What's the difference between engraft and ingraft?
Engraft
Definition:
(v. t.) See Ingraft.
Example Sentences:
(1) Furthermore, comparison of these studies has revealed a differential dose response relationship between the number of graft lymphocytes, protection of engraftment, and induction of acute GVHD.
(2) Engraftment of donor cells was documented by HLA typing of peripheral lymphocytes.
(3) Glucose response to an arginine challenge was initially abnormal in both groups of mice, but was identical to normal controls 4 months after transplantation, showing that engraftment is a gradual process.
(4) Studies in severe combined immunodeficient mice that were engrafted with selected lymphocyte subpopulations show that B cells, and hence anti-Cryptococcus antibodies, are not necessary for the CD4+ T cell-dependent responses that isolate and subsequently destroy this opportunistic pathogen in the lung parenchyma.
(5) Marrow depleted of T cells exhibited reduced engraftment in the recipient fetuses.
(6) Treating bone marrow with MoAbs to myeloid differentiation antigens does not interfere with pluripotential stem cell engraftment.
(7) Prophylaxis by T cell depletion is associated with increased rates of engraftment failure and leukemic relapse.
(8) Posttransplant recovery was uneventful, and engraftment was comparable to that in 4 patients treated with a similar preparative regimen followed by infusion of autologous marrow.
(9) Ten dogs were given a combination of mAb 7.2 pregrafting and MTX after grafting, and 9 had evidence of engraftment.
(10) Three patients who received T-cell-depleted marrow cells from HLA-haploidentical donors failed to engraft and other graft failures were due to inadequate induction dosage.
(11) The in vivo use of an anti-CD11a-LFA-1 antibody as an additional immunosuppressive therapy in HLA-nonidentical BMT may thus promote engraftment and survival with correction of the primary disease in a significant number of patients with life-threatening immunodeficiency and osteopetrosis, but not with Fanconi's anemia.
(12) All four patients achieved quick engraftment, and three of the four patients are alive and well today.
(13) Engraftment has been sustained for one year and the patient is in normal health and has normal in vitro immunological function.
(14) Three of the seven surviving patients have durable engraftment (greater than 230 to greater than 550 days) while four patients have autologous hematopoietic recovery.
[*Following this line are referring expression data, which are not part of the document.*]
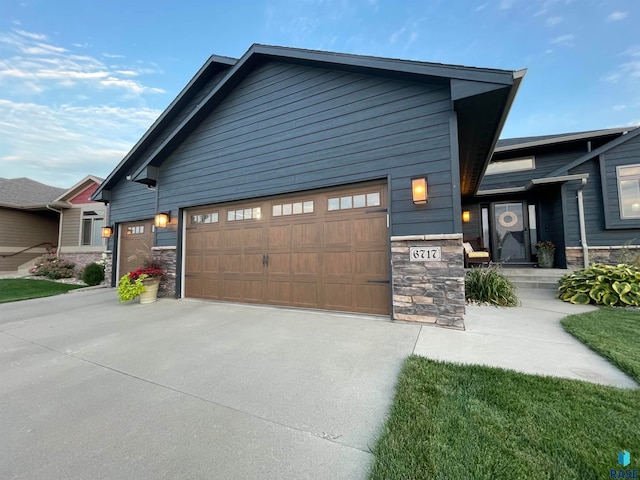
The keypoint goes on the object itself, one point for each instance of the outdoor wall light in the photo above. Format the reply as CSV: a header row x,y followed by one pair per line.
x,y
162,219
419,190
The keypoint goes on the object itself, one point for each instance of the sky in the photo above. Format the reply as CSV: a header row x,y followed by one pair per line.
x,y
82,80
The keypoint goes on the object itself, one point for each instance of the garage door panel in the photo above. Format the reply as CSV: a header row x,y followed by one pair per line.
x,y
369,229
311,257
305,263
338,296
210,263
337,232
305,294
338,263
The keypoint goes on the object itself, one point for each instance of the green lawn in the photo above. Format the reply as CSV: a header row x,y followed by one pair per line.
x,y
452,421
12,289
612,332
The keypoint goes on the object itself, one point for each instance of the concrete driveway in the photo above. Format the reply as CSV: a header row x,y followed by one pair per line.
x,y
90,388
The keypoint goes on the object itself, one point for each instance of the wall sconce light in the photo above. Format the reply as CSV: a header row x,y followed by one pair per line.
x,y
162,219
419,190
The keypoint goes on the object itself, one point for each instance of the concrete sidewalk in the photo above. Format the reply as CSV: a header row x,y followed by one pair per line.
x,y
528,338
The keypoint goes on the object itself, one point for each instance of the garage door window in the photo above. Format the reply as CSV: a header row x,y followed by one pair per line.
x,y
296,208
244,214
205,218
354,201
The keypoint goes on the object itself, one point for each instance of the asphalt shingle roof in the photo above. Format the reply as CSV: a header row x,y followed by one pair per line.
x,y
24,192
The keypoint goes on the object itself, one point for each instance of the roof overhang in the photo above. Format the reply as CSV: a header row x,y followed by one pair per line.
x,y
536,182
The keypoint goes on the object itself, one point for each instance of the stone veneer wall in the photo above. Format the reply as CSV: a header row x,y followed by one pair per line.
x,y
166,257
429,292
82,259
606,255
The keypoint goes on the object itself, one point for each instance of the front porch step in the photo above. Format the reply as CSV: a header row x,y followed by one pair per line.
x,y
536,278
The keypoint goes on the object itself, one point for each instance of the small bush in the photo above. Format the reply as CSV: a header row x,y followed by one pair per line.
x,y
53,267
613,286
93,274
488,285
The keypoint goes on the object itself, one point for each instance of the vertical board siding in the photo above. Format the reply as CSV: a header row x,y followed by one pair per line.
x,y
71,227
597,233
289,128
627,153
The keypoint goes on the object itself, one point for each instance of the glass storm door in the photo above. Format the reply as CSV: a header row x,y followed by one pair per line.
x,y
511,233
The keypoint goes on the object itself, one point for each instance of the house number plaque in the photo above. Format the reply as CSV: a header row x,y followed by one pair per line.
x,y
425,254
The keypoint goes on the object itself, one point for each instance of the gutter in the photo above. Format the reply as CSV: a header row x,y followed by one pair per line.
x,y
59,212
583,229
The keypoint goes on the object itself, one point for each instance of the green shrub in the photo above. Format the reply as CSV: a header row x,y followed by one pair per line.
x,y
93,274
613,286
488,285
53,267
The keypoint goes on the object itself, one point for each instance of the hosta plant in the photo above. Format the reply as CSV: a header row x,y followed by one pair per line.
x,y
608,285
489,285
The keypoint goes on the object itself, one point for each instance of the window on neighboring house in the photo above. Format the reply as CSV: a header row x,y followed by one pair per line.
x,y
507,166
629,190
92,223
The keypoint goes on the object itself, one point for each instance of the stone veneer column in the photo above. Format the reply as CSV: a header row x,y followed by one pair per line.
x,y
428,291
166,257
108,267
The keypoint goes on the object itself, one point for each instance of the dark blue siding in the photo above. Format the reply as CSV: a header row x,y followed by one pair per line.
x,y
597,233
627,153
289,128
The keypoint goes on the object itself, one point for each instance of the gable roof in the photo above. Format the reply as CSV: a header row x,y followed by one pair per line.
x,y
594,153
214,65
26,193
78,187
497,87
509,144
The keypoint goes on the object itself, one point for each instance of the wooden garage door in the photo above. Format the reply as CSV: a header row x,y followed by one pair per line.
x,y
325,250
136,240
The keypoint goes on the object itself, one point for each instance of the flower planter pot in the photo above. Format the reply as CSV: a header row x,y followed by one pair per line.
x,y
150,293
545,258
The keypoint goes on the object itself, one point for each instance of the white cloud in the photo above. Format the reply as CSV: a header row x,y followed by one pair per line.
x,y
40,142
617,16
31,57
563,40
553,21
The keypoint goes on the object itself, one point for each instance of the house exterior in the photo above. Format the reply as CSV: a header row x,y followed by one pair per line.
x,y
35,218
27,226
580,191
288,178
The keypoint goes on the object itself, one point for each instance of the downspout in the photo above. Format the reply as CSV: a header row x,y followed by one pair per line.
x,y
59,212
583,229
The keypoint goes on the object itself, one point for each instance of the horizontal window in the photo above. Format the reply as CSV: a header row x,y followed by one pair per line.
x,y
629,191
205,218
244,214
354,201
507,166
295,208
137,230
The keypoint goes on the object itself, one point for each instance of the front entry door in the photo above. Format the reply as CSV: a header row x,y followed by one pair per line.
x,y
511,232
(15) All patients who failed to show engraftment or who rejected their bone marrow graft within three weeks had serum inhibitory to normal bone marrow cell culture, but inhibition could not be demonstrated against autologous bone marrow cells in these patients with aplastic anaemia.
(16) This study demonstrated that poor engraftment was a frequent complication of ABMT when early posttransplant cytotoxic therapy was attempted.
(17) The progressive disappearance of this autoreactivity was correlated with the engraftment of Ia-positive cells (monocytes plus B lymphocytes) of donor origin and the achievement of complete immunological reconstitution.
(18) Researchers are currently trying to reduce the RR by intensifying the conditioning regimen or using the graft-versus-leukemia effect of allogeneic T cells, reducing GvHD by the use of monoclonal antibodies, and improving the engraftment by the use of growth factors.
(19) The present work suggests that fetal liver infusion given following induction chemotherapy may increase the remission rate in AML either by temporary engraftment or by accelerating the rate of haematological recovery.
(20) These mice developed an active inflammatory myopathy beginning 15 days after engraftment.
Ingraft
Definition:
(v. t.) To insert, as a scion of one tree, shrub, or plant in another for propagation; as, to ingraft a peach scion on a plum tree; figuratively, to insert or introduce in such a way as to make a part of something.
(v. t.) To subject to the process of grafting; to furnish with grafts or scions; to graft; as, to ingraft a tree.
Example Sentences:
(1) With reference to these groupings, rates of ingraftment from clinical specimens varied according to immunophenotype and disease status: Category 1, 1 of 15 at diagnosis, 5 of 7 at relapse; Category 2, 1 of 1 at diagnosis, 2 of 2 at relapse; Category 3, 6 of 6 at diagnosis; and Category 4, 2 of 9 at diagnosis, 1 of 1 with persistent disease.
(2) Cytology, histopathology, and electron microscopy in representative patient and xenograft samples demonstrated correlations between the specimens of origin and cells or sections from ingrafted tumors in mice.
(3) The use as a graft involving an embryonic spleen enhancement of the spleen of an embryo previously grafted (with adult spleen) allowed a very high labelling (3H-thymidine) of the graft and therefore the study of ingrafted cells behaviour: a) on the chorioallantois membrane, b) on the host spleen.
(4) There was a significant fall ingraft survival at 1 year in those patients who suffered a rejection episode during the first two months post-transplant and this fall became greater with each successive rejection episode.